We are trying to figure out which algorithms run faster than others by performing experiments. To be fairly confident of the results we must collect a large amount of data, for a variety of inputs as large as possible. Your eventual goal is to produce a spreadsheet that looks like this:
Input size | Insertion sort | Selection sort | Quicksort |
---|---|---|---|
1000 | 23 | 52 | 28 |
2000 | 43 | 72 | 38 |
3000 | 63 | 82 | 48 |
4000 | 83 | 92 | 58 |
... | .. | .. | .. |
What this means is that for random arrays of size 1000 you ran insertion sort a number of times and on average it took 23 seconds for it to sort the input on your computer. The numbers here are completely made up of course, while your numbers should come from actual experiments. Some important details:
There are two important sub-topics that we need to expand on: what data will you use and how you will measure performance
Inputs: I would like you to consider one kind of input: completely random arrays. You should generate an array of n elements simply by producing n random numbers in the range 1..n. Use the rand() function for this (see here for an example).

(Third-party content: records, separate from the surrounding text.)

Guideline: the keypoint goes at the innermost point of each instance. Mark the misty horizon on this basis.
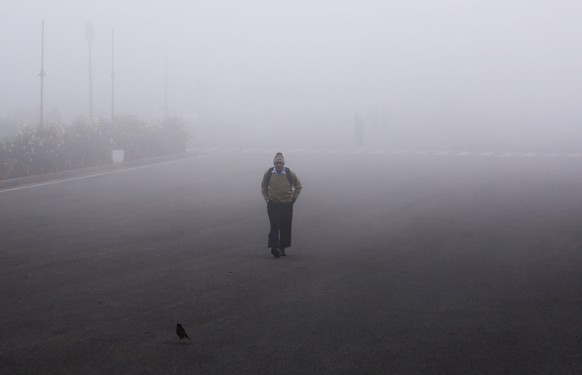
(447, 69)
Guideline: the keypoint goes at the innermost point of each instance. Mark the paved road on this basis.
(402, 263)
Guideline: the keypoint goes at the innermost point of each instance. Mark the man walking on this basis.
(281, 188)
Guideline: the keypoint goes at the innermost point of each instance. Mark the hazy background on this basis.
(463, 74)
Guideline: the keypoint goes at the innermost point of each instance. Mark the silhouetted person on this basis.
(181, 332)
(281, 188)
(359, 126)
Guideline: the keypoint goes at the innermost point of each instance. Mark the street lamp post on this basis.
(89, 36)
(112, 78)
(41, 75)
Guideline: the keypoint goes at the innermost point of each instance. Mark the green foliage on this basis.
(51, 148)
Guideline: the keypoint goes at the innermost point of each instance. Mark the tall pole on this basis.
(112, 78)
(166, 83)
(89, 36)
(41, 75)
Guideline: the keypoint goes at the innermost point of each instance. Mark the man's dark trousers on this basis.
(280, 218)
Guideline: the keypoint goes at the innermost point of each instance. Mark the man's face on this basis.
(279, 166)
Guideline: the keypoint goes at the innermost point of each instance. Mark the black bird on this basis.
(181, 332)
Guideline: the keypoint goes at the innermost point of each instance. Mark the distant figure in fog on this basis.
(359, 126)
(281, 188)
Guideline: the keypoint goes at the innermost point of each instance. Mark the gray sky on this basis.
(479, 63)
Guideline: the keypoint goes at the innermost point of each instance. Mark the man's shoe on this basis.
(276, 252)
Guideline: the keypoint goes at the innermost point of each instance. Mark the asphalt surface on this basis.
(400, 264)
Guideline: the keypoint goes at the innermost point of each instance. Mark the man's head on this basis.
(279, 161)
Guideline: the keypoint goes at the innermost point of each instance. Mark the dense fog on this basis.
(447, 74)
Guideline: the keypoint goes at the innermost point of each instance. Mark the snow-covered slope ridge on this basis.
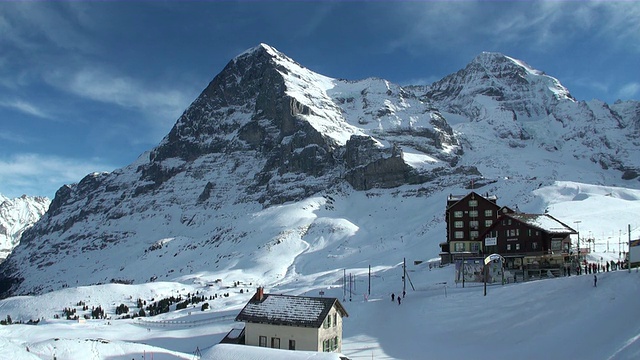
(17, 215)
(275, 170)
(497, 97)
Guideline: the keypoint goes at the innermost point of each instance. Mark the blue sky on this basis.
(89, 86)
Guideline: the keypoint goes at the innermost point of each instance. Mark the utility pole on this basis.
(404, 276)
(344, 285)
(369, 290)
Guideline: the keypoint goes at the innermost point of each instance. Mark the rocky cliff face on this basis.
(266, 131)
(16, 216)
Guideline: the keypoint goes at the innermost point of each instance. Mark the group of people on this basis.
(594, 268)
(399, 298)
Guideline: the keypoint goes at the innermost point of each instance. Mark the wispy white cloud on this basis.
(10, 137)
(36, 174)
(159, 106)
(25, 107)
(629, 91)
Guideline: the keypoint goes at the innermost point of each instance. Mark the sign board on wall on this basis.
(491, 241)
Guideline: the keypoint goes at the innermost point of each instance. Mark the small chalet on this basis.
(293, 322)
(529, 241)
(468, 216)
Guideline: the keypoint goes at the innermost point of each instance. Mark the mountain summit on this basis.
(268, 133)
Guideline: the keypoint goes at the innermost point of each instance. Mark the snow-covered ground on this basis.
(559, 318)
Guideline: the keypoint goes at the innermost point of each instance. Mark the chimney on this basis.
(259, 295)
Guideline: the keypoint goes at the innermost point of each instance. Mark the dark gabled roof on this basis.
(543, 222)
(303, 311)
(453, 200)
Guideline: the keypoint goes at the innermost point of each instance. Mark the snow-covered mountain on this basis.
(270, 139)
(505, 99)
(17, 215)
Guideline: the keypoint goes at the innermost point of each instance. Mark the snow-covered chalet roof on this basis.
(303, 311)
(543, 222)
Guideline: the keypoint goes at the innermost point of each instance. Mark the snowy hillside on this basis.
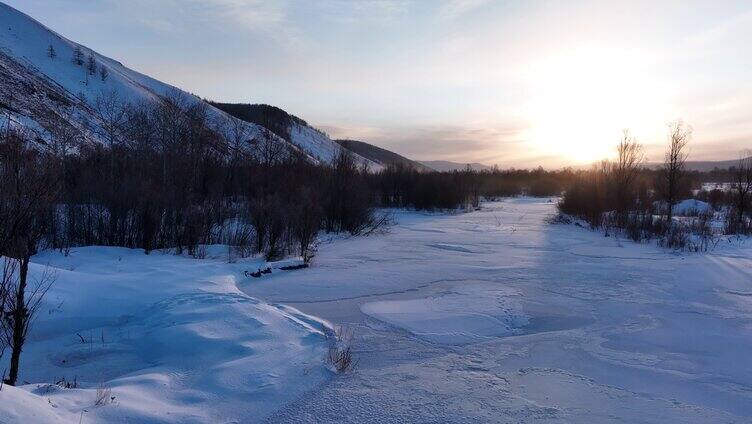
(171, 338)
(44, 90)
(296, 131)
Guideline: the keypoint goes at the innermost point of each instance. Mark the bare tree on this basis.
(78, 56)
(306, 223)
(28, 191)
(625, 171)
(742, 186)
(91, 65)
(673, 164)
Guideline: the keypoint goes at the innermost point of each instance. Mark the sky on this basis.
(513, 83)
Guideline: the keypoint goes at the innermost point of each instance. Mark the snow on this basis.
(687, 207)
(320, 146)
(171, 336)
(587, 328)
(489, 316)
(445, 317)
(26, 41)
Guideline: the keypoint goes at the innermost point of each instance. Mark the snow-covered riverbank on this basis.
(491, 316)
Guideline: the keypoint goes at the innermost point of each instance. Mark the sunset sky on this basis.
(513, 83)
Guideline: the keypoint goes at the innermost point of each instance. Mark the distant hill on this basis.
(702, 166)
(446, 166)
(290, 128)
(379, 155)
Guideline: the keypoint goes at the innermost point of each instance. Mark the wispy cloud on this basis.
(453, 9)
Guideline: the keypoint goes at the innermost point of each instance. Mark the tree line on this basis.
(622, 195)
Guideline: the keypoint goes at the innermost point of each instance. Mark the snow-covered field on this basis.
(491, 316)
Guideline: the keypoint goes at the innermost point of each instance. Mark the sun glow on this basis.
(582, 99)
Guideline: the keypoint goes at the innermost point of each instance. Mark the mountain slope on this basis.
(448, 166)
(50, 93)
(291, 128)
(379, 155)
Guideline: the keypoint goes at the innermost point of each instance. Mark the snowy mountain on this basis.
(292, 129)
(50, 84)
(380, 155)
(448, 166)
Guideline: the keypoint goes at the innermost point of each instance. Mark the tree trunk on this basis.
(19, 322)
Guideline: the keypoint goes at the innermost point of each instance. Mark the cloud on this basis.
(441, 142)
(453, 9)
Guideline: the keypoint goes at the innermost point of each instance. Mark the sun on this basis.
(582, 99)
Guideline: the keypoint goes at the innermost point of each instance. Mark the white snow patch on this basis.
(172, 337)
(447, 318)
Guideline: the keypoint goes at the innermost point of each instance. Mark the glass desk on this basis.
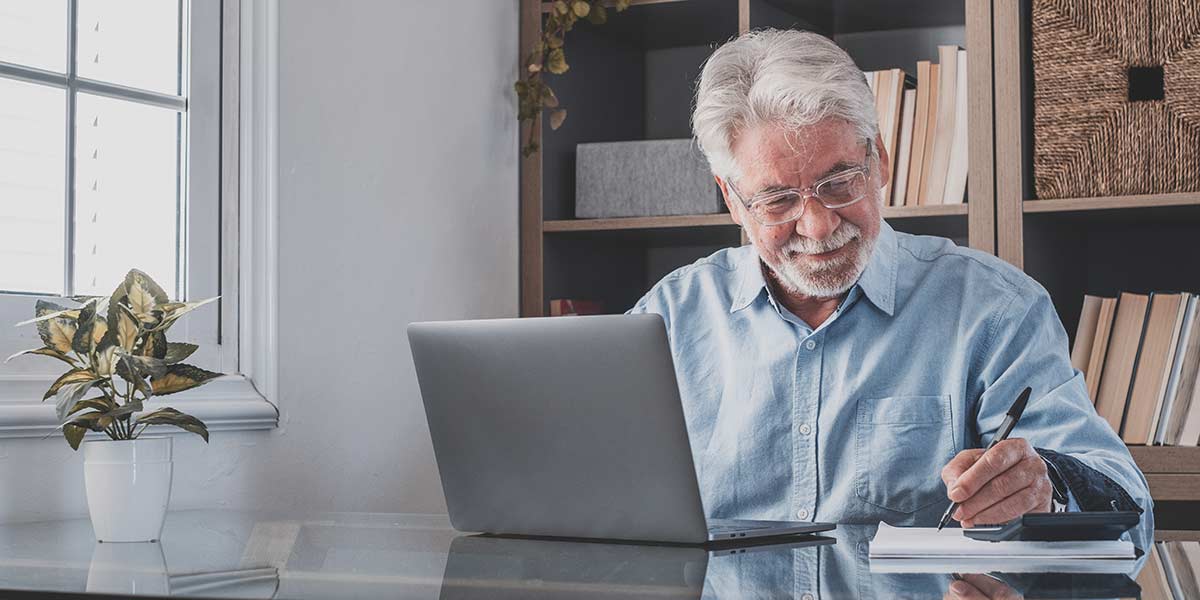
(366, 556)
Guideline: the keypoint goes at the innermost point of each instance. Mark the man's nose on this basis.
(817, 222)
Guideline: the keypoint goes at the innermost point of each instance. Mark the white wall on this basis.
(397, 203)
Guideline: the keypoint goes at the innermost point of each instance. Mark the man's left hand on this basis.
(999, 485)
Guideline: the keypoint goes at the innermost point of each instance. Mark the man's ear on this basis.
(730, 203)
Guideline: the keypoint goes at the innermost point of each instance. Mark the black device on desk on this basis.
(1096, 526)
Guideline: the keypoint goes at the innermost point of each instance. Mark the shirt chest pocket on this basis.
(901, 444)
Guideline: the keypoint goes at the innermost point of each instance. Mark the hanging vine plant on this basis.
(533, 94)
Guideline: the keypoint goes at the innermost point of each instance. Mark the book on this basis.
(900, 174)
(1121, 357)
(957, 171)
(1099, 347)
(949, 544)
(1189, 432)
(943, 135)
(568, 307)
(1180, 574)
(921, 124)
(1152, 577)
(1186, 558)
(1085, 334)
(1169, 417)
(897, 79)
(930, 132)
(1152, 367)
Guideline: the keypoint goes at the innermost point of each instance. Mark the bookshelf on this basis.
(633, 79)
(1078, 246)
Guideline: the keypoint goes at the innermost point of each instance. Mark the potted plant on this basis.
(119, 357)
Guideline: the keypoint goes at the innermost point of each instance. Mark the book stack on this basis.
(568, 307)
(1171, 571)
(1139, 355)
(923, 123)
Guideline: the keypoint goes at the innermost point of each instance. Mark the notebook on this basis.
(951, 547)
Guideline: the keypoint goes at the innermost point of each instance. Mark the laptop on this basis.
(521, 568)
(569, 427)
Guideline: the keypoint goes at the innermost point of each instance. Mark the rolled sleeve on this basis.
(1030, 348)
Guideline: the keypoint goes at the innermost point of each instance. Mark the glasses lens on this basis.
(843, 190)
(777, 208)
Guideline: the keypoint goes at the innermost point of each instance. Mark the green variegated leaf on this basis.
(71, 377)
(180, 377)
(179, 351)
(126, 327)
(155, 346)
(73, 433)
(43, 352)
(173, 311)
(82, 340)
(144, 366)
(69, 395)
(106, 360)
(172, 417)
(55, 325)
(143, 294)
(100, 403)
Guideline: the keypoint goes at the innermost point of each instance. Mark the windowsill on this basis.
(229, 403)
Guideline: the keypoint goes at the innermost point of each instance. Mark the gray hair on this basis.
(786, 78)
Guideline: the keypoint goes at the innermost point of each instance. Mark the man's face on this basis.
(821, 253)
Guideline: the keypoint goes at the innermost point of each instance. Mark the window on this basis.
(120, 148)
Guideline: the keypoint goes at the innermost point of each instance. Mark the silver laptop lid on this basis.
(565, 426)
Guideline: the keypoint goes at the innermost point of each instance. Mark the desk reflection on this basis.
(833, 567)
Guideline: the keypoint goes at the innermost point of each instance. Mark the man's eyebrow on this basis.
(840, 166)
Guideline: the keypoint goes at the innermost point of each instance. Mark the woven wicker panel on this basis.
(1089, 138)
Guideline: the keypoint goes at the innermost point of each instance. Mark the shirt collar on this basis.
(877, 282)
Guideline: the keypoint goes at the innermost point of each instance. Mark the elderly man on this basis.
(837, 370)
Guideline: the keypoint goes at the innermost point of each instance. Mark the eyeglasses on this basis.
(779, 207)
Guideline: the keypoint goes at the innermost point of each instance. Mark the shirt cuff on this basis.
(1084, 487)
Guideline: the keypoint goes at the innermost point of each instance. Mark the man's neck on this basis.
(813, 311)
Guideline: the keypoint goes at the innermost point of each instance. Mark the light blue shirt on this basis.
(852, 421)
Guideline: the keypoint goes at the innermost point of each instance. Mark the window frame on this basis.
(246, 264)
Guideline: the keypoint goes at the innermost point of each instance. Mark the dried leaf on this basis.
(557, 118)
(43, 352)
(172, 417)
(556, 63)
(71, 377)
(143, 294)
(180, 377)
(177, 352)
(69, 395)
(599, 16)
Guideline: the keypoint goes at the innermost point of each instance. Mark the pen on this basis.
(1006, 427)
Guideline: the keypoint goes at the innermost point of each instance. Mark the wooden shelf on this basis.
(616, 225)
(1176, 535)
(933, 210)
(1175, 460)
(1113, 203)
(721, 220)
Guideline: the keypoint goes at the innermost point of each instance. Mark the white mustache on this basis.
(844, 234)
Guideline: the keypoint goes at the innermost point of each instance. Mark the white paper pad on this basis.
(949, 545)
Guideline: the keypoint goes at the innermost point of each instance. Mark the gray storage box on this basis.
(642, 179)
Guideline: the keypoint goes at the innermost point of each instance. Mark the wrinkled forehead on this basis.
(771, 156)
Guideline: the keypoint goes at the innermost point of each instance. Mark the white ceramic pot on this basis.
(129, 487)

Measuring time: The most straightforward way to measure time in C++ is using the time() function. It is contained in the header file <time.h>. time() returns the number of seconds elapsed since 1/1/1970. To measure the time it takes for a function to execute you call time() before the function, then call the function and then call time() again. Subtracting the two values gives us the desired time. See an example here. An important point to keep in mind is that since we are measuring time in seconds data points of just a few seconds are likely to be affected by rounding errors. In other words, if something takes 2.5 seconds to execute the above technique will estimate the answer as 2 or 3 seconds, both of which are 20% off. If it takes 100.5 seconds though, the rounding error is at most 1%.
Goal: After you have run all the experiments you should gather the data in one spreadsheet. Then try to summarize the results graphically using charts (Excel skills will come in handy here, but if you don't like Excel I can suggest other freely available tools for the job). Finally, provide a brief evaluation of the results. Do your experiments agree with the theory we discussed in class? Why? Your answer must be supported by your data!
What to submit: Hand in a technical report including a brief description of your methodology, your charts and your conclusions. As a supplemental technical appendix, also submit the one spreadsheet and any programs you wrote. The report and other materials should be handed both electronically (in pdf format only through blackboard) and in person in class.